Na modalidade Fies, o estudante deve complementar a inscrição pelo site do programa
no período de 27 de fevereiro a 2 de março. Já os pré-selecionados na
modalidade P-Fies deverão comparecer à instituição de ensino para
validação das informações de sua inscrição e contratação do
financiamento.
Os estudantes não pré-selecionados na
modalidade Fies foram automaticamente incluídos na lista de espera e
devem acompanhar sua eventual pré-seleção entre 28 de fevereiro e 31 de
março de 2019, na página do Fies. Na modalidade P-Fies não existe a
etapa de lista de espera.
Neste semestre, o programa vai oferecer 70
mil vagas para financiamento estudantil em instituições privadas de
ensino superior. Ele está dividido em duas modalidades: o Fies a juros
zero para quem tem renda familiar de até três salários mínimos por
pessoa e o P-Fies para aqueles com renda familiar per capita de até
cinco salários mínimos, com juros que variam de acordo com o banco e a
instituição de ensino. Essa última modalidade funciona com recursos dos
fundos constitucionais e dos bancos privados participantes.
Mudanças no financiamento
Em dezembro de 2019, o comitê gestor do Fies fez mudanças no programa que só valerão a partir do segundo semestre deste ano.
Uma das alterações é a possibilidade de
cobrança judicial de contratos firmados até o segundo semestre de 2017
com dívida mínima de R$ 10 mil. O ajuizamento deverá ser feito após 360
dias de inadimplência na fase de amortização, ou seja, do pagamento em
parcelas dos débitos.
Hoje a cobrança de quaisquer valores é feita
no âmbito administrativo. Pela resolução aprovada, só continua a se
enquadrar nesse campo quem tiver dívida menor que R$ 10 mil.

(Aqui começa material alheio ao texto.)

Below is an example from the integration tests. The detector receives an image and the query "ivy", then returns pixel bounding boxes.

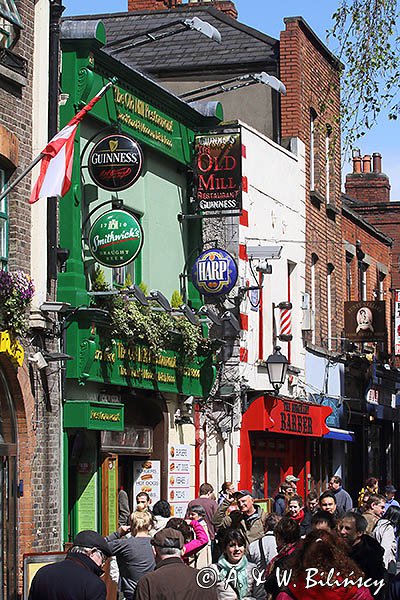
[92,268,214,360]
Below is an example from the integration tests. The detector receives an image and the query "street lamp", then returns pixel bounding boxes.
[265,346,289,394]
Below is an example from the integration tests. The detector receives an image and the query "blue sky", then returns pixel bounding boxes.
[63,0,400,200]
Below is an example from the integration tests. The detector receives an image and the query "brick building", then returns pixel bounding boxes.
[0,0,60,600]
[343,151,400,492]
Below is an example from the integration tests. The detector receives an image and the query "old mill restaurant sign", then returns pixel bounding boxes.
[194,132,242,212]
[89,210,143,267]
[78,336,215,397]
[88,133,143,192]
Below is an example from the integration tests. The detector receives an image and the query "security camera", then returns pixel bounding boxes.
[183,396,194,408]
[150,290,172,312]
[247,246,283,260]
[29,352,49,371]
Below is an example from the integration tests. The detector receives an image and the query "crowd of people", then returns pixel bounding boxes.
[29,475,400,600]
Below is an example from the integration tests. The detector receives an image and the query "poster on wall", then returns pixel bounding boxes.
[194,132,242,212]
[394,290,400,356]
[168,444,192,519]
[133,460,161,506]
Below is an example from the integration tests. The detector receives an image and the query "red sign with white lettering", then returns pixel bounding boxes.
[265,396,332,437]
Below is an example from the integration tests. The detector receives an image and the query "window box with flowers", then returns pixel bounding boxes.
[0,271,35,338]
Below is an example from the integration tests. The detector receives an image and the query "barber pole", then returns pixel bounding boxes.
[278,308,293,342]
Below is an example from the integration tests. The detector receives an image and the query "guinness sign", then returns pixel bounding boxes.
[88,133,143,192]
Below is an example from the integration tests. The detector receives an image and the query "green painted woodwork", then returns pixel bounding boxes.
[63,400,124,431]
[58,35,222,396]
[72,332,216,398]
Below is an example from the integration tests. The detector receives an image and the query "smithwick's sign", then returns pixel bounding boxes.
[88,209,143,267]
[192,248,238,296]
[88,133,143,192]
[344,300,386,342]
[194,133,242,212]
[265,397,332,437]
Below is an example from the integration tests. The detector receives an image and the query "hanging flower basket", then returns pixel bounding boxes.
[0,271,35,337]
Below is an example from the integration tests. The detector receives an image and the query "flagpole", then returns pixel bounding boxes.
[0,77,117,202]
[0,153,44,202]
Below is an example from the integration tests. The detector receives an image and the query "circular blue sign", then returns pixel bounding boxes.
[192,248,238,296]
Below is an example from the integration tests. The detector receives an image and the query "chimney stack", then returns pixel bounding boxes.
[345,150,390,204]
[128,0,238,19]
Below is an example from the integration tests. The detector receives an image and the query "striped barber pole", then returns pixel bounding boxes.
[278,308,293,342]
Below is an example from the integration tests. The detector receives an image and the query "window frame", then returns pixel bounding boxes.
[0,166,9,271]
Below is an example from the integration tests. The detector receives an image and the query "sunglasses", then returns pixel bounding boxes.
[93,548,108,565]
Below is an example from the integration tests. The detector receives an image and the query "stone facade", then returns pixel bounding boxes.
[0,0,61,595]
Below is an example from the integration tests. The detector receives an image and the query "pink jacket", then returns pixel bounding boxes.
[182,521,209,560]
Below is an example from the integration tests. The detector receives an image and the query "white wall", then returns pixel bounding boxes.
[239,124,305,394]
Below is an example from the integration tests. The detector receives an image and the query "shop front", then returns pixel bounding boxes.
[58,20,222,541]
[239,394,331,498]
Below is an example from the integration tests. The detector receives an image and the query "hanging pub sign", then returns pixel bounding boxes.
[192,248,238,296]
[88,133,143,192]
[394,290,400,356]
[194,132,242,212]
[89,210,143,267]
[264,396,332,437]
[344,300,386,342]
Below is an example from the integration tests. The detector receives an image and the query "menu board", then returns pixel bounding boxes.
[108,460,118,533]
[168,444,192,518]
[133,460,161,505]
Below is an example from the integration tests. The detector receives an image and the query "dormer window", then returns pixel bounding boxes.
[0,0,22,49]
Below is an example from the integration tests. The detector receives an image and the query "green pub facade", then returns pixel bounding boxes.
[58,19,222,542]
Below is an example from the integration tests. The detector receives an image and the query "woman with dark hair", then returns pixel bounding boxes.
[212,529,265,600]
[153,500,171,533]
[277,531,372,600]
[372,506,400,575]
[264,517,300,599]
[358,477,379,508]
[166,517,209,564]
[218,481,235,504]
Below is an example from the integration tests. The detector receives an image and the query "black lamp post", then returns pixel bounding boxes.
[265,346,289,394]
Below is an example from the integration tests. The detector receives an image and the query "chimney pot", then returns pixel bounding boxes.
[353,156,361,173]
[372,152,382,173]
[363,154,371,173]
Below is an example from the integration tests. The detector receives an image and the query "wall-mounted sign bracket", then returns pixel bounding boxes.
[177,211,242,223]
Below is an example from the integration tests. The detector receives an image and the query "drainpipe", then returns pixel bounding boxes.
[47,0,65,293]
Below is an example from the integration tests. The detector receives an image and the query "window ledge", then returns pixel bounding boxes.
[0,48,27,87]
[326,204,340,219]
[310,190,325,208]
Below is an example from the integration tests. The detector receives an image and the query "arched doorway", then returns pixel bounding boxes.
[0,368,17,600]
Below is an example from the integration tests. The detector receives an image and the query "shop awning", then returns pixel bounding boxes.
[323,427,354,442]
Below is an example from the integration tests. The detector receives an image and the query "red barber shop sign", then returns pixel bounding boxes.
[265,397,332,437]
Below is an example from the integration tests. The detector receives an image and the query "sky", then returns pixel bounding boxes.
[63,0,400,200]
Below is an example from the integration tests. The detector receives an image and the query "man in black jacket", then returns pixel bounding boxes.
[338,512,387,600]
[29,530,111,600]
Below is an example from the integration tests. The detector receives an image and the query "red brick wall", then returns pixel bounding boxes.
[345,173,390,202]
[342,215,392,350]
[280,17,343,349]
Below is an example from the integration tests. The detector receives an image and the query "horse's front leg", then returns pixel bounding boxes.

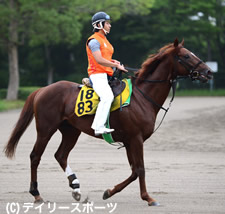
[103,142,138,200]
[130,140,159,206]
[103,138,159,206]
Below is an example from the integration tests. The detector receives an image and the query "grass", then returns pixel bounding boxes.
[0,100,25,112]
[176,89,225,97]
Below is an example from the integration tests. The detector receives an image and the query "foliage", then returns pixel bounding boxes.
[0,87,39,100]
[176,89,225,97]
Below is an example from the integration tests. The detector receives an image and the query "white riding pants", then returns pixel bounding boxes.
[90,73,114,130]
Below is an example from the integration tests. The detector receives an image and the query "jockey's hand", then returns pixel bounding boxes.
[111,59,120,65]
[116,64,128,72]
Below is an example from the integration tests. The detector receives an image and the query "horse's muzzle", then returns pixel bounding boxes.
[199,70,213,83]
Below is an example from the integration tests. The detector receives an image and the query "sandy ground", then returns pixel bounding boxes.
[0,97,225,214]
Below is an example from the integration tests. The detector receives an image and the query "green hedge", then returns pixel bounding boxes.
[0,87,40,100]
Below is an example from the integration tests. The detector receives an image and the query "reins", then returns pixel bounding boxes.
[121,67,181,133]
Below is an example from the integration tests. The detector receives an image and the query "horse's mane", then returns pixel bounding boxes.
[135,43,175,82]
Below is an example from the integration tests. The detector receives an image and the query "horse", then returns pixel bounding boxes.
[4,39,212,206]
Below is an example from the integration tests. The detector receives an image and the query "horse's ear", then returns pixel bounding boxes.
[180,39,184,46]
[173,38,179,48]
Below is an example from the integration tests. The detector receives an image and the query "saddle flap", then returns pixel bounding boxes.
[109,78,126,97]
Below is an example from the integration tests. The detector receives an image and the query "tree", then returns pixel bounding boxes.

O devedor e
os fiadores poderão ser acionados.
Para o P-Fies, o comitê definiu
independência em relação ao Fies, para, segundo o Ministério da Educação
(MEC), “dinamizar a concessão do financiamento nessa modalidade”. Não
haverá exigência do Exame Nacional do Ensino Médio (Enem) como
pré-requisito (hoje, é idêntico ao do Fies) e nem será imposto limite
máximo de renda (atualmente, é para alunos com renda per capita mensal
familiar de até cinco salários mínimos). Também será possível contratar o
P-Fies durante todo o ano.
As mudanças também atingiram o uso da nota
do Enem como forma de ingresso no Fies. Hoje é preciso ter nota média
mínima de 450 pontos e apenas não zerar a redação para pleitear o
financiamento. O comitê estabeleceu uma nota de corte também para a
parte discursiva - 400 pontos -, que está abaixo da nota média nacional,
de 522,8. Essas mudanças valem a partir de 2021.
A nota do Enem também servirá para limitar
transferências de cursos em instituições de ensino superior para alunos
que possuem financiamento do Fies. Será necessário ter obtido, no Enem,
resultado igual ou superior à nota de corte do curso de destino
desejado.
O comitê ainda aprovou o plano trienal 2020 a
2022 para o Fies. Nele, as vagas poderão cair de 100 mil em 2020 para
54 mil em 2021 e 2022, caso não haja alteração nos parâmetros econômicos
atuais. Mas esses valores serão revistos a cada ano, podendo voltar a
100 mil vagas caso haja alteração nessas variáveis ou aportes do MEC.